Vertex Operator Algebras

Michaelmas Term 2017
Fridays 14.30-16.00 (weeks 2-4 and 6-8)
C2 Andrew Wiles Building

Lecturer: Prof. Christopher Beem

Prerequisites

Some familiarity with quantum field theory is useful, but is not technically necessary.

Course description

This is a nine-hour (six times 1.5 hours) lecture course covering the basics of vertex operator algebras.
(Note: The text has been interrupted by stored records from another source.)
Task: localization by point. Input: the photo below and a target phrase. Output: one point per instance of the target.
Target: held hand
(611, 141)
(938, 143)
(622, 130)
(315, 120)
The rough outline is as follows:

• Lecture 1 - Definition of a vertex operator algebra; locality; commutative vertex algebras.
• Lecture 2 - The Heisenberg vertex operator algebra; normal ordering; Dong's lemma.
• Lecture 3 - VOA examples: symplectic bosons, Virasoro VOA, affine Kac-Moody VOA; operator product expansion.
• Lecture 4 - Redefining VOAs with the OPE; associativity and bootstrapping VOAs.
• Lecture 5 - New VOAs from old: tensor products, vertex operator subalgebras, VOA quotients, coset VOAs, cohomological constructions.
• Lecture 6 - Drinfel'd-Sokolov reduction.

Coursework

There is no coursework for this course.

References

• E. Frenkel and D. Ben-Zvi - Vertex Algebras and Algebraic Curves
• V. Kac - Vertex Algebras for Beginners
• P. Bouwknegt and K. Schoutens - W-Symmetry in Conformal Field Theory

Class Information

There will be no classes given for this course.